Barbara cleaned the conger eel that we got from the fishermen the day before and prepared it like they recommended. Olives, lemon, parsley. It was delicious!
We sailed into the sunset. I took the night watch as usual. The wind increased a bit at night to 12 knots. I left up the code D and checked every half hour. Vite & Rêves maintained 6 to 7 knots throughout. Heavenly sailing under a sky full of stars.
In the morning the wind was coming almost from behind us. We switched the code D for the spinnaker and took down the mainsail. We encountered a few big ships on the Spain-Senegal route. We also saw an American military ship doing air exercises in the distance. They asked everybody to give them some space because they couldn’t manoeuvre well while the helicopter was trying to land.
But other than that, nothing much happened. The wind shifted to southeast, so we gibed the spi to the other side. That was the sailing action of the day. Vite & Rêves continued happily.
On the third day around 10:00 we saw the Canary Islands in the distance. A small pod of dolphins briefly came to say hello.
We took down the spinnaker as the wind turned more to the south. A good call, because the wind also increased, as expected, in the funnel between Lanzarote and La Graciosa.
We arrived safely in Caleta del Sebo on La Graciosa.
La Graciosa is said to have been the inspiration for the novel “Treasure Island”. In the 18th century, a British galleon, laden with spoils from a recent battle at sea, passed through the strait between Lanzarote and La Graciosa.
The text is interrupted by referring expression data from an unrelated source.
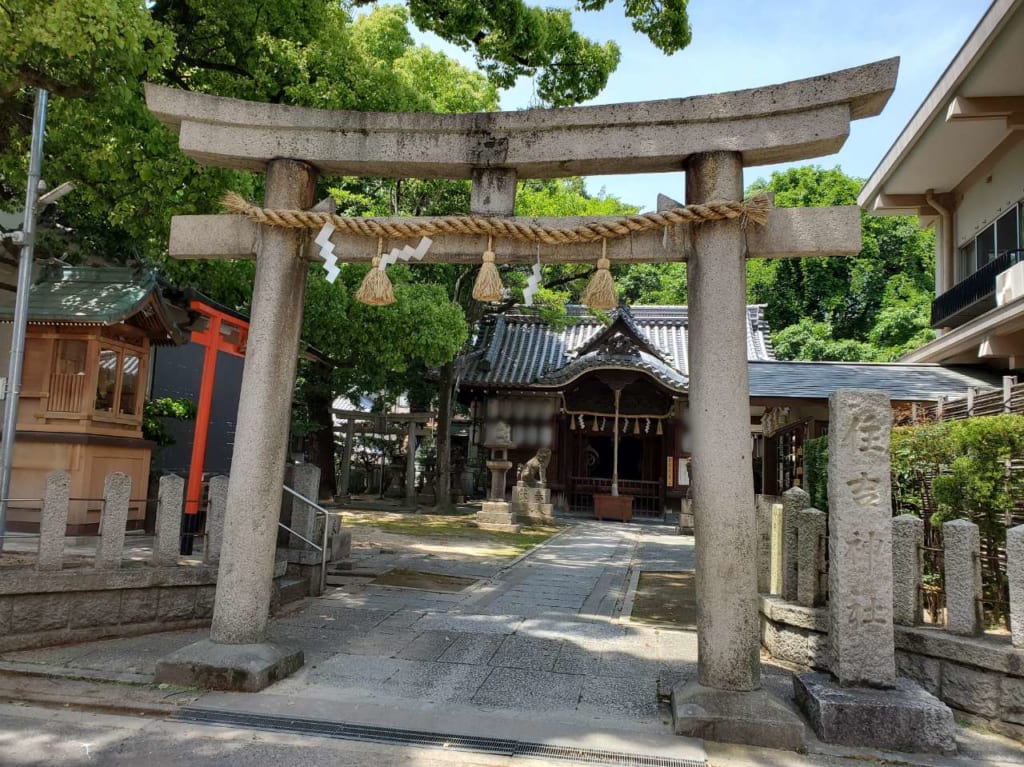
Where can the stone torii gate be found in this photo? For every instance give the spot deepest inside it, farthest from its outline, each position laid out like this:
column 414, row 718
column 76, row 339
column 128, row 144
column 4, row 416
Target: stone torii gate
column 710, row 137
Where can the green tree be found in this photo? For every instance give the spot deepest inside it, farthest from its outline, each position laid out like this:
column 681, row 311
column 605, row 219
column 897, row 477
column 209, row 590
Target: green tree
column 131, row 179
column 871, row 307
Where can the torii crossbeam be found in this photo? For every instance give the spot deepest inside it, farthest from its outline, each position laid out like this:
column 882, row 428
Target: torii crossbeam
column 710, row 137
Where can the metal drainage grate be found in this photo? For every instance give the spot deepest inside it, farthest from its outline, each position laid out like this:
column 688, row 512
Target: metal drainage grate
column 393, row 736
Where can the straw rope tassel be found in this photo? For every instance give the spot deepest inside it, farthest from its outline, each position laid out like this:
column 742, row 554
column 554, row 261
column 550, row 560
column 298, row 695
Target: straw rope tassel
column 376, row 289
column 600, row 291
column 488, row 283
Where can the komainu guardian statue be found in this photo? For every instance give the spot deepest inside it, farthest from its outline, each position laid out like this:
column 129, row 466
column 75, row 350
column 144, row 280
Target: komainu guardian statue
column 535, row 471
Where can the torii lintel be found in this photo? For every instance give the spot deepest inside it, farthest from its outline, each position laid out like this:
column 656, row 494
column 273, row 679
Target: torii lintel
column 788, row 122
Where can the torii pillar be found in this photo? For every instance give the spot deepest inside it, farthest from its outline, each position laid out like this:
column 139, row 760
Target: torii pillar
column 237, row 655
column 711, row 137
column 726, row 701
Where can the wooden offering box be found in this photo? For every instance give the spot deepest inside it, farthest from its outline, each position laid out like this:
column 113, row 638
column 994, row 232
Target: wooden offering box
column 613, row 507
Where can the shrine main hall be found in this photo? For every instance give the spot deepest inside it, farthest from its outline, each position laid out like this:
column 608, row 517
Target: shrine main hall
column 554, row 385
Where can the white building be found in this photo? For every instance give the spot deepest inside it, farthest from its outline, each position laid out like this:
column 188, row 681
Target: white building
column 958, row 166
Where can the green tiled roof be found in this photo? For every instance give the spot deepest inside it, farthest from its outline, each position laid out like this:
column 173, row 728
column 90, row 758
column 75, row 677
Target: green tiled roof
column 91, row 295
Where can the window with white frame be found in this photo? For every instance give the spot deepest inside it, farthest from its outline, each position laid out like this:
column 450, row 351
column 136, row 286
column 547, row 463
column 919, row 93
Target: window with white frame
column 1005, row 235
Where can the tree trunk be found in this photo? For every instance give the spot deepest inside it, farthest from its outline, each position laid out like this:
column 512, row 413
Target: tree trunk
column 445, row 396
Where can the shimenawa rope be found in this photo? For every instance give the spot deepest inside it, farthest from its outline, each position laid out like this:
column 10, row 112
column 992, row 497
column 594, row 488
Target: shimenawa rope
column 754, row 210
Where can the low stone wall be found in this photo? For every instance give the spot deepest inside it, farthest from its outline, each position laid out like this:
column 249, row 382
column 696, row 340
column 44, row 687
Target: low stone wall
column 39, row 609
column 982, row 676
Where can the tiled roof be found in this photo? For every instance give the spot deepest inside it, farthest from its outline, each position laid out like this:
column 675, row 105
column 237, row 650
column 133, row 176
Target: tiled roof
column 520, row 349
column 97, row 295
column 902, row 381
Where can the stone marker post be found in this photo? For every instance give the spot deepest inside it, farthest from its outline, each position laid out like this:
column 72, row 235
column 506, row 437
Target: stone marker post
column 346, row 459
column 53, row 521
column 1015, row 573
column 117, row 495
column 863, row 702
column 411, row 465
column 810, row 556
column 860, row 579
column 962, row 565
column 795, row 500
column 215, row 519
column 720, row 422
column 237, row 655
column 908, row 537
column 170, row 500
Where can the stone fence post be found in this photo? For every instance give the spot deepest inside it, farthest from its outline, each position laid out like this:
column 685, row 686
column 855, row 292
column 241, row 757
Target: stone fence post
column 810, row 556
column 170, row 501
column 776, row 566
column 962, row 565
column 114, row 519
column 908, row 537
column 53, row 521
column 795, row 500
column 215, row 519
column 1015, row 572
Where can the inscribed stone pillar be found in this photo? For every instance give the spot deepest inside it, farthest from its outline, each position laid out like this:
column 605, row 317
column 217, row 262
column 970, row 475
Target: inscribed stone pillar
column 775, row 580
column 117, row 494
column 860, row 576
column 245, row 578
column 346, row 458
column 167, row 543
column 411, row 466
column 810, row 556
column 215, row 519
column 720, row 421
column 795, row 500
column 53, row 521
column 962, row 564
column 305, row 481
column 908, row 537
column 1015, row 573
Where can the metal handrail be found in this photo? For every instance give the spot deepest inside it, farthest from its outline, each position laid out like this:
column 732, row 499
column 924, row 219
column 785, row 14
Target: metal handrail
column 327, row 526
column 975, row 287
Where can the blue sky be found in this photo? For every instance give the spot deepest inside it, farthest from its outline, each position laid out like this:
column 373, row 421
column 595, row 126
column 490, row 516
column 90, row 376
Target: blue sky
column 748, row 43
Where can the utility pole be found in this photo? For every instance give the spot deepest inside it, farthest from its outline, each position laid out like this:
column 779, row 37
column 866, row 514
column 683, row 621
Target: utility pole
column 27, row 240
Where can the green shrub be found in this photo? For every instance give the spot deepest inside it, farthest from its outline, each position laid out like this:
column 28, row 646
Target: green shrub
column 969, row 462
column 816, row 471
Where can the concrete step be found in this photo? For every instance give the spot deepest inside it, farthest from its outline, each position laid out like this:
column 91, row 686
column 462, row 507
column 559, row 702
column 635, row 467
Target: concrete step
column 293, row 589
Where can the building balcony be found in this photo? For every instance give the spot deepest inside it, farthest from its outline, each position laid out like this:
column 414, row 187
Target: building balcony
column 975, row 295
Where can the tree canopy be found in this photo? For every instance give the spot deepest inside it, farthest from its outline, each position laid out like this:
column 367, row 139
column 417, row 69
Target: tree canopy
column 873, row 307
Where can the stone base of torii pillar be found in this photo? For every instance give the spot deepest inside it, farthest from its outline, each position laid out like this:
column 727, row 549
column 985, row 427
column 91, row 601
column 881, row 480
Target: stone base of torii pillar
column 237, row 656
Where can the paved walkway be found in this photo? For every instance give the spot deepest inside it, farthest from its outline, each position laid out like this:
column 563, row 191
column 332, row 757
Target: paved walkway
column 537, row 650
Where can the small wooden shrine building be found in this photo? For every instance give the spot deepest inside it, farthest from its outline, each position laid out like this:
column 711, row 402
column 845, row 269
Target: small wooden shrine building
column 87, row 354
column 560, row 387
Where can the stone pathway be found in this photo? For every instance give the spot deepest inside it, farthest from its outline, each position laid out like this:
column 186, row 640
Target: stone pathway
column 537, row 650
column 538, row 638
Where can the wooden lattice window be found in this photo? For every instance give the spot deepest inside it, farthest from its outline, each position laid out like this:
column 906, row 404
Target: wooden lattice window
column 68, row 377
column 118, row 381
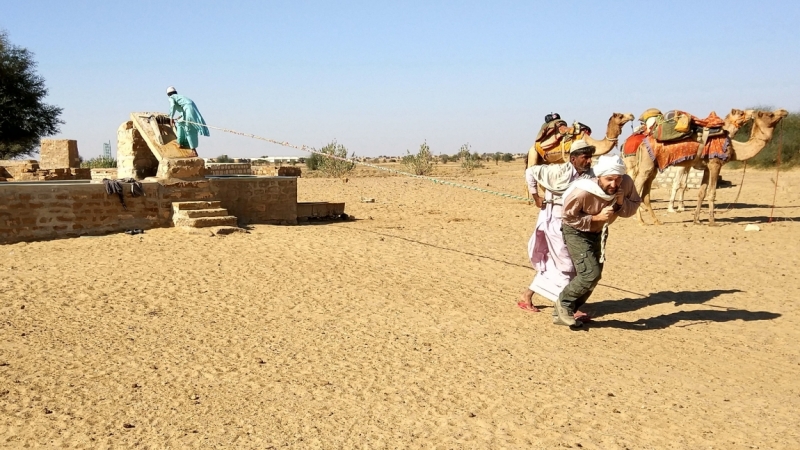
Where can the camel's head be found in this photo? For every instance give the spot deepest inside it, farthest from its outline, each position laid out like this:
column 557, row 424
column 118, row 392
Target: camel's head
column 764, row 122
column 621, row 118
column 736, row 119
column 615, row 123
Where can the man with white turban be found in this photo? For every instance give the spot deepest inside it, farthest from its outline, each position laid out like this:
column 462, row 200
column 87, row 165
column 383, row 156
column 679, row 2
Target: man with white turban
column 590, row 206
column 546, row 248
column 190, row 124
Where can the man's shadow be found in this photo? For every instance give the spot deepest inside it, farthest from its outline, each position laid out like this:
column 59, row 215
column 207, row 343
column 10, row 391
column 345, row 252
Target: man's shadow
column 720, row 314
column 678, row 298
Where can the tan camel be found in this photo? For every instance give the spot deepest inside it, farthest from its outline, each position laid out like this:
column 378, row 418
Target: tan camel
column 733, row 121
column 764, row 123
column 602, row 146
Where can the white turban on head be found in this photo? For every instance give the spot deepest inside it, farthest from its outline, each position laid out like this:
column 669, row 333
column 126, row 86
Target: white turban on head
column 609, row 165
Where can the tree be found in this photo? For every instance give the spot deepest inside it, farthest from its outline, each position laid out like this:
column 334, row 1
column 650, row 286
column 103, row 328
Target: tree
column 469, row 161
column 24, row 117
column 421, row 163
column 335, row 167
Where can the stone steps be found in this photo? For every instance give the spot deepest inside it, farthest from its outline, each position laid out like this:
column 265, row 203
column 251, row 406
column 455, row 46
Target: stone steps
column 201, row 215
column 198, row 213
column 184, row 206
column 205, row 222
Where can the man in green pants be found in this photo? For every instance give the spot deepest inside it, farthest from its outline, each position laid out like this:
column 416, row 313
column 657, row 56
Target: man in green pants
column 590, row 206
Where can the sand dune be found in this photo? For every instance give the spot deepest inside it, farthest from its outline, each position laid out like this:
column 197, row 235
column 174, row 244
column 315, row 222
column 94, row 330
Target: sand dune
column 400, row 330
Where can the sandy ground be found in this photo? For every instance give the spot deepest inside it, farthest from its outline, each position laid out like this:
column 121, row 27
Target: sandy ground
column 400, row 330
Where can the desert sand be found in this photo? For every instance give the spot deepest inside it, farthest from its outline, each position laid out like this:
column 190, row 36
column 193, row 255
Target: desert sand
column 400, row 330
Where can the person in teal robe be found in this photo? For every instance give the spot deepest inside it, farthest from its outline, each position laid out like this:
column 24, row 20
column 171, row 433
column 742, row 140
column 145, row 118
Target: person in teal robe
column 186, row 126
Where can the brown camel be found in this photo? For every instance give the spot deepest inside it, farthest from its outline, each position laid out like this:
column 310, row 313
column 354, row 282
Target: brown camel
column 764, row 123
column 733, row 121
column 602, row 146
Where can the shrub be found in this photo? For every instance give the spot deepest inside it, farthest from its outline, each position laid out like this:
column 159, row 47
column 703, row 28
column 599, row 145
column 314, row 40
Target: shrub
column 469, row 161
column 768, row 157
column 333, row 167
column 421, row 163
column 99, row 163
column 312, row 162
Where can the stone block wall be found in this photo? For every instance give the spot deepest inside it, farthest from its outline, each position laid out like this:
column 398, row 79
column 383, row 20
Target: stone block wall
column 273, row 171
column 29, row 170
column 134, row 158
column 33, row 212
column 47, row 211
column 228, row 169
column 258, row 200
column 100, row 174
column 59, row 154
column 667, row 177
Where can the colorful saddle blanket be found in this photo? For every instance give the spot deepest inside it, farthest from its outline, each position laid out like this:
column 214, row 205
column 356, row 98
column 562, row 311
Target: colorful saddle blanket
column 632, row 144
column 666, row 154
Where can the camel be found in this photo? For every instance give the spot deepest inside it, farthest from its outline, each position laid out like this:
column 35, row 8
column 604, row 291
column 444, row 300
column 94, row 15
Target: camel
column 602, row 146
column 764, row 123
column 733, row 122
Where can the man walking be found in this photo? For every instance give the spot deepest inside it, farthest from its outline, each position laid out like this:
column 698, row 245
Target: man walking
column 190, row 124
column 546, row 248
column 590, row 206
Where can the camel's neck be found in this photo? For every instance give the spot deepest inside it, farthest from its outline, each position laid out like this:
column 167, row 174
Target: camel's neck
column 606, row 144
column 743, row 151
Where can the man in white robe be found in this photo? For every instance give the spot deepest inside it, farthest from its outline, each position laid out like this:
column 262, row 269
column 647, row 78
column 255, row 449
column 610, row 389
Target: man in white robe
column 546, row 248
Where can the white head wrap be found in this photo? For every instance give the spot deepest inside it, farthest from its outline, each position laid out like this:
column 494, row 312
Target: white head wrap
column 609, row 165
column 579, row 144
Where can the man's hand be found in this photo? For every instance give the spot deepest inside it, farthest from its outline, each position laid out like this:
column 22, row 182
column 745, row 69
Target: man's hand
column 605, row 215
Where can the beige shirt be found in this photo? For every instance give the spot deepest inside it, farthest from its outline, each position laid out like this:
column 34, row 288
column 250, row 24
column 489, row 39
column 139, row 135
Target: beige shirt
column 580, row 206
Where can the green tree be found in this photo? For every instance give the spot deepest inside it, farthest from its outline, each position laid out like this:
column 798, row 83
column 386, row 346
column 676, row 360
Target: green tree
column 24, row 117
column 335, row 167
column 469, row 161
column 421, row 163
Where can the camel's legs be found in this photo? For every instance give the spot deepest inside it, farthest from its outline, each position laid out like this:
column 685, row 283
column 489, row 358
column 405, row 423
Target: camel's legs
column 682, row 189
column 631, row 166
column 643, row 182
column 701, row 195
column 678, row 187
column 714, row 167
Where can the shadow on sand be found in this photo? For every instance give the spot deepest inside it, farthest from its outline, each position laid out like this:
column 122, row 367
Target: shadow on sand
column 719, row 314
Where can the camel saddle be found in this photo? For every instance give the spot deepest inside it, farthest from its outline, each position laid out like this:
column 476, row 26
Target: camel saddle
column 698, row 146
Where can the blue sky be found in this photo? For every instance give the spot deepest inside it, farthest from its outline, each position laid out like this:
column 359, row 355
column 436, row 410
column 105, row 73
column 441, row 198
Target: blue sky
column 381, row 77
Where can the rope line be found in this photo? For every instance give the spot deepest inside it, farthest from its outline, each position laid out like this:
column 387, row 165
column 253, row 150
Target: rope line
column 307, row 149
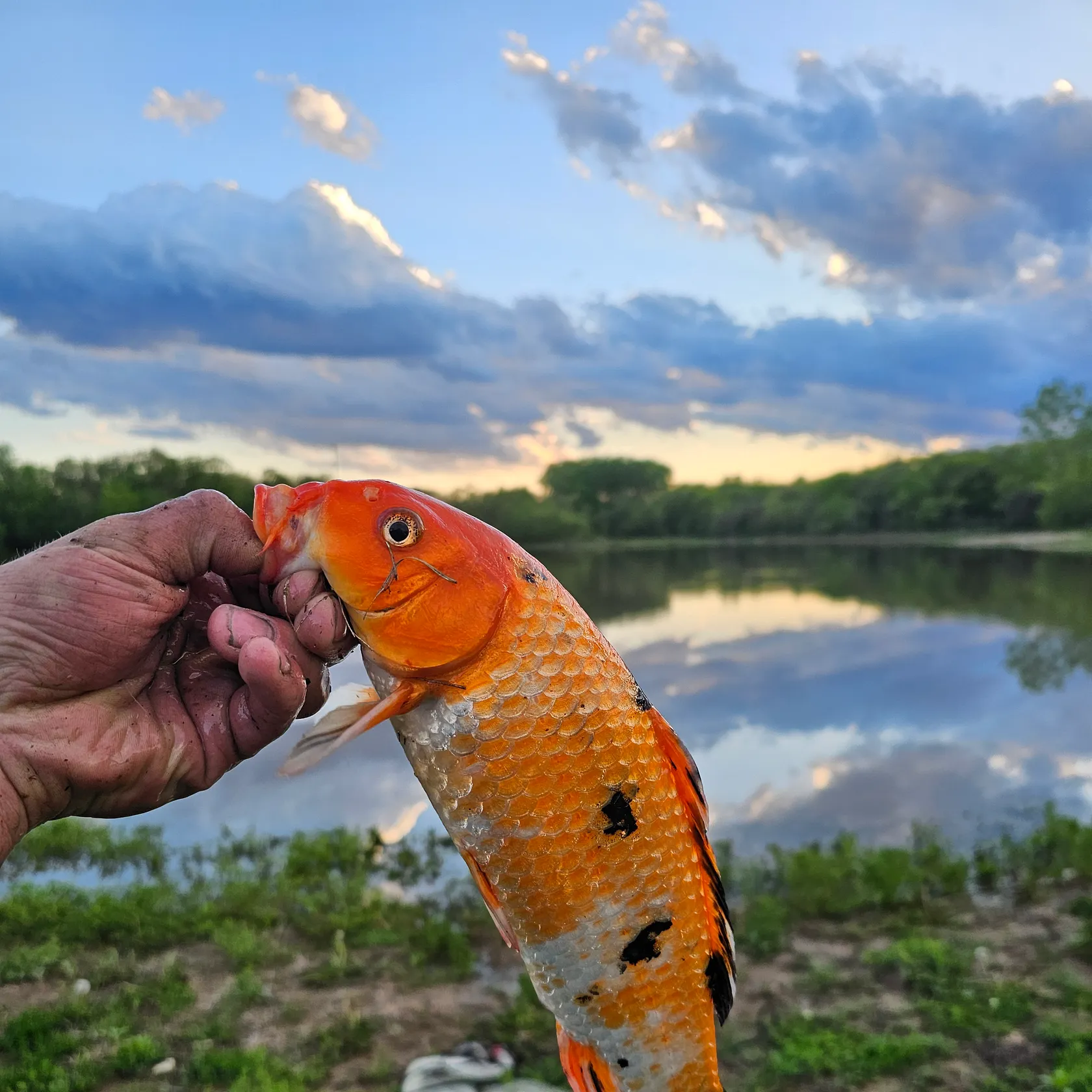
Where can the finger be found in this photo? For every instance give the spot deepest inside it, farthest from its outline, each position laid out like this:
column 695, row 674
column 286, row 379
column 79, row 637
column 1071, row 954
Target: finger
column 232, row 629
column 178, row 541
column 321, row 627
column 207, row 593
column 273, row 696
column 197, row 692
column 291, row 594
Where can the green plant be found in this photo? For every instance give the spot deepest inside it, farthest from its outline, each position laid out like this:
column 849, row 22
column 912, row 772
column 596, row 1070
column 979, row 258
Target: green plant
column 812, row 1050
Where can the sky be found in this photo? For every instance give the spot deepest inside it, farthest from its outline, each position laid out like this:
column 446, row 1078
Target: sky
column 452, row 242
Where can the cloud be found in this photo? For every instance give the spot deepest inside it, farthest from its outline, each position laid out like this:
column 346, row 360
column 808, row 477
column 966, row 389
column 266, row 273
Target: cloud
column 331, row 122
column 939, row 194
column 900, row 187
column 187, row 110
column 304, row 319
column 587, row 118
column 644, row 36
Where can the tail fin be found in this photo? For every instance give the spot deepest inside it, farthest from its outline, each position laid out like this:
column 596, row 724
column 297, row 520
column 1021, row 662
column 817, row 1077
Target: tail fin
column 721, row 969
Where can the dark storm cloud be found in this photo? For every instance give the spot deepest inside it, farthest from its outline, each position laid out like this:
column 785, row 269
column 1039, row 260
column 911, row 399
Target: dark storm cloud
column 941, row 194
column 303, row 319
column 587, row 118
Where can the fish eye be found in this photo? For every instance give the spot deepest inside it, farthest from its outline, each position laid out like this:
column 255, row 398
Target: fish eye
column 402, row 528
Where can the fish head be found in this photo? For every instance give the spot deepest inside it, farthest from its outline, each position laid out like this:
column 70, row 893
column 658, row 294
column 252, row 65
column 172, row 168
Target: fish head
column 423, row 583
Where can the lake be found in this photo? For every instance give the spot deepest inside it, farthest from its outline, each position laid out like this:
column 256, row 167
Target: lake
column 819, row 689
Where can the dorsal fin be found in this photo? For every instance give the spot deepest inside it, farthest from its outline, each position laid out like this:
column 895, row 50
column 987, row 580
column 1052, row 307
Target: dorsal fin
column 721, row 969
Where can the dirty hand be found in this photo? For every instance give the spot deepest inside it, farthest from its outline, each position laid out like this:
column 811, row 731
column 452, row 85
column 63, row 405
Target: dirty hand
column 130, row 672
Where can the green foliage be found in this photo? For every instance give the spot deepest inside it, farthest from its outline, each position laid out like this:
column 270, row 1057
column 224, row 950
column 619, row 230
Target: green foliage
column 77, row 844
column 316, row 885
column 761, row 931
column 348, row 1037
column 846, row 878
column 245, row 946
column 618, row 497
column 806, row 1050
column 522, row 515
column 37, row 505
column 136, row 1055
column 33, row 962
column 949, row 1000
column 530, row 1032
column 1042, row 482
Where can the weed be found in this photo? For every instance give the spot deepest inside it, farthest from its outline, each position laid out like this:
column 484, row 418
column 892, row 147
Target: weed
column 136, row 1055
column 245, row 946
column 812, row 1050
column 33, row 962
column 938, row 976
column 530, row 1032
column 761, row 928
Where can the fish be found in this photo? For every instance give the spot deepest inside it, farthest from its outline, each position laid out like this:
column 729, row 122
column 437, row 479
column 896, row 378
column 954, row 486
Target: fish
column 579, row 812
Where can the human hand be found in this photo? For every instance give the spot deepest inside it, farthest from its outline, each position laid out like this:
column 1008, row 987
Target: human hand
column 138, row 666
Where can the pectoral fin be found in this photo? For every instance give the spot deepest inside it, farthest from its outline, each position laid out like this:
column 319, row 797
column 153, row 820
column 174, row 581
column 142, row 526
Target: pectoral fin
column 493, row 902
column 587, row 1069
column 346, row 723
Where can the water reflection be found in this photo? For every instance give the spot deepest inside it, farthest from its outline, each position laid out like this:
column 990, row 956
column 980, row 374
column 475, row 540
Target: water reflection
column 819, row 689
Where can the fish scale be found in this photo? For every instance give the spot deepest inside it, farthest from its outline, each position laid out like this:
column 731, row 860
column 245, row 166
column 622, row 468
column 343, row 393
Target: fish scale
column 556, row 708
column 578, row 811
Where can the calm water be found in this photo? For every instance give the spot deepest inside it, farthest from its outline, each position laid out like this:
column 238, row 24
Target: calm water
column 819, row 690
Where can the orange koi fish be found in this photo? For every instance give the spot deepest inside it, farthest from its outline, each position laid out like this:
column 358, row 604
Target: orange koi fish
column 577, row 809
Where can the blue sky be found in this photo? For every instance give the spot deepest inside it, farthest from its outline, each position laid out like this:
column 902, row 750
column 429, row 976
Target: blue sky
column 758, row 239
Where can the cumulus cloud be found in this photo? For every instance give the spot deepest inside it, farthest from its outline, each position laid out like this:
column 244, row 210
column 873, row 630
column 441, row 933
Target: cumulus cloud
column 644, row 35
column 187, row 110
column 304, row 319
column 587, row 118
column 331, row 122
column 904, row 188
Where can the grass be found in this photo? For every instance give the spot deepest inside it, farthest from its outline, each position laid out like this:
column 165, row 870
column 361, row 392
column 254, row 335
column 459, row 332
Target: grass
column 242, row 961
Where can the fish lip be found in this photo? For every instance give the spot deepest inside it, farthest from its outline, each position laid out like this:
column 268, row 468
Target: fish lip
column 402, row 602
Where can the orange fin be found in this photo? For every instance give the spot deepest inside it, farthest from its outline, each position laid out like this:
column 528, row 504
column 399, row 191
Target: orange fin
column 491, row 902
column 584, row 1066
column 721, row 969
column 348, row 722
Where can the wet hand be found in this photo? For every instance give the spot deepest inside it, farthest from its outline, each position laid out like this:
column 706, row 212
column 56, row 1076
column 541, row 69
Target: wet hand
column 139, row 662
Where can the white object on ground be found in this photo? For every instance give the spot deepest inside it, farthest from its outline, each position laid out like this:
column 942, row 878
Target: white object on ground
column 470, row 1069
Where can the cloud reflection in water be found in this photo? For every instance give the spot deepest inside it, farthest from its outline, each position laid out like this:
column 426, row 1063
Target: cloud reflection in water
column 809, row 708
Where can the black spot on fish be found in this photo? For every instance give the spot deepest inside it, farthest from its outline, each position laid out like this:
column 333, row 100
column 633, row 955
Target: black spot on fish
column 719, row 980
column 619, row 815
column 645, row 945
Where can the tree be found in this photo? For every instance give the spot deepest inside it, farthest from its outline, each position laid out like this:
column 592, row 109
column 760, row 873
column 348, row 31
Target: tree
column 1061, row 411
column 606, row 491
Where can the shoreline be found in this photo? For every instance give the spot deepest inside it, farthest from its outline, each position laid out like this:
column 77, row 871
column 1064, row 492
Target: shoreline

Realizing that they were being tailed by pirates, the captain decided to drop anchor and hide their gold on the island before the buccaneers could catch up with them.
The pirates soon reached them, captured the British sailors and tried to force them to reveal where they had buried the treasure. The sailors bravely refused, and the secret of the hidden gold followed them to their graves.
We took a walk around town, looked for treasure or an open restaurant, but no luck. Only one restaurant was open and it only served € 60, 7 courses New Year’s Eve menus. As we hadn’t found the treasure either, we went back to the boat and feasted on olives, potato chips, anchovies, sausage and instant chicken soup. And a lot of cava.
At midnight somebody lighted a truck full of fireworks at the end of the pier, about 20 meters from Vite & Rêves. We enjoyed the first row seats. The kids slept through it all.